Mets manager Terry Collins during a spring training

Mets manager Terry Collins during a spring training workout. (Feb. 28, 2012) (Credit: Alejandra Villa)

Terry Collins has made some fairly bold moves lately, taking out his closer in the middle of an inning, removing one of the most prominent batters for a pinch-hitter, even taking out Jon Rauch in the eighth inning, which is his domain.

At first glance, it suggests that Collins is not concerned about hurting anybody’s feelings. A deeper look might show that he does take confidence levels and egos into account, and that he is getting players to trust him. With both Frank Francisco and Ike Davis, the manager went right back to the player the next opportunity: Francisco was still the closer, Davis was back in the lineup the next night.
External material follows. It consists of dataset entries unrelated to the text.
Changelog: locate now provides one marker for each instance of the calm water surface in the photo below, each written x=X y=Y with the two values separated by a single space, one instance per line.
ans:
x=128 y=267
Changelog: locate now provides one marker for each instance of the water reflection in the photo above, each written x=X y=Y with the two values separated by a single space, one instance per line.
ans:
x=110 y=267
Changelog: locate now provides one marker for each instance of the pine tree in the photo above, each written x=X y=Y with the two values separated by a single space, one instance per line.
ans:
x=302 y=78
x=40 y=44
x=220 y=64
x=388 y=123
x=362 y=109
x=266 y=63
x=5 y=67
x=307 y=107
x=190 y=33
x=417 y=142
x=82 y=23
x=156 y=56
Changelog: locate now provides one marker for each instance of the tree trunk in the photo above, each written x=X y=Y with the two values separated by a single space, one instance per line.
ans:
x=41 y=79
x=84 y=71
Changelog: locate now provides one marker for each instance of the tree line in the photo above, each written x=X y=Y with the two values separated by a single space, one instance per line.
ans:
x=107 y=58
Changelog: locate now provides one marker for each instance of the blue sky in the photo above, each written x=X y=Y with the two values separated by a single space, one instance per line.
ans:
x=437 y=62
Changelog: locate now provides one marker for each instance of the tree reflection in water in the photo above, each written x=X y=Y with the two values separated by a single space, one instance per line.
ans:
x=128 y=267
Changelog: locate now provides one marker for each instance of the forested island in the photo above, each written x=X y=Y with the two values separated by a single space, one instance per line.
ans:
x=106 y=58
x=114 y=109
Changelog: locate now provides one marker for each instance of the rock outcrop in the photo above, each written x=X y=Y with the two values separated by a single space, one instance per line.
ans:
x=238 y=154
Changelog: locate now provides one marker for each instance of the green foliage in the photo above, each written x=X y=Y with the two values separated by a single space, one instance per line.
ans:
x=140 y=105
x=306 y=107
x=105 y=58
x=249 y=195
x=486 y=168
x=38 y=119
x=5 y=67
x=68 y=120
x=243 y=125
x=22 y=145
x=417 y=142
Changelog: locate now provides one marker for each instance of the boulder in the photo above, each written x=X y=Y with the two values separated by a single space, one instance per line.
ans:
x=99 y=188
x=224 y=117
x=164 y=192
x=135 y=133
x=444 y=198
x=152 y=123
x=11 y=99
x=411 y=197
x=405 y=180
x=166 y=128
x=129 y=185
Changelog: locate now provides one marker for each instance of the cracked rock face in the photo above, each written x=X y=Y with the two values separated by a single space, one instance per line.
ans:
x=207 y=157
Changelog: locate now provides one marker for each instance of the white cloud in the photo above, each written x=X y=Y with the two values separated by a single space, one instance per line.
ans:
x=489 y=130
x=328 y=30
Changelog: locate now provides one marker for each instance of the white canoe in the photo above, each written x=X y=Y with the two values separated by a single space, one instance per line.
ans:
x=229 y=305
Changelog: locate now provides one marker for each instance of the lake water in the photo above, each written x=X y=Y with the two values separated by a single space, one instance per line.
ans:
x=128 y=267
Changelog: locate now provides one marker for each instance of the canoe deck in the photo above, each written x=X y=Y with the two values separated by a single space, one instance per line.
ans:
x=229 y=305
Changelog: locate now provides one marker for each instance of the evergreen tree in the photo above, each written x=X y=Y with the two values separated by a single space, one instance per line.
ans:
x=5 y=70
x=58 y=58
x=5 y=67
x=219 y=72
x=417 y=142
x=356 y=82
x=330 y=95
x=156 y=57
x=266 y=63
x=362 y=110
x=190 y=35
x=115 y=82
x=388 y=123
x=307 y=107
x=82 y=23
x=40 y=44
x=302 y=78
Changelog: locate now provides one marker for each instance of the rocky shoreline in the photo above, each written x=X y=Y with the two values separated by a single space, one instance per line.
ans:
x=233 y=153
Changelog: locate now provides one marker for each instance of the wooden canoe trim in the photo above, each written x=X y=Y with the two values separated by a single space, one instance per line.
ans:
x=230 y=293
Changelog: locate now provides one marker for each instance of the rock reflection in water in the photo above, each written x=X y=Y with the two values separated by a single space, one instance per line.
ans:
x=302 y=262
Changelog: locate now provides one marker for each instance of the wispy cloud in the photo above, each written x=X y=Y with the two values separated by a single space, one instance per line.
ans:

“Ultimately you want that to be known, it’s about the team, not just one or two guys, but by the same token, they’ve got to believe you believe in them,” the manager said. “They’ve got to trust you. They’ve got to trust your judgment, they’ve got to know that you have their best interest in mind.”

You could make a good case that he gained credibility on the last day of last season, when he allowed Jose Reyes to bunt his way on and take himself out of the game. A lifetime of baseball instincts might have told Collins it was not the honorable thing to do, but he believed Reyes deserved that consideration from the boss.

Collins probably had a fairly good idea that Reyes would never play for him again. Still, he was essentially telling all future players: “Play hard for me, and I’ll be there for you.”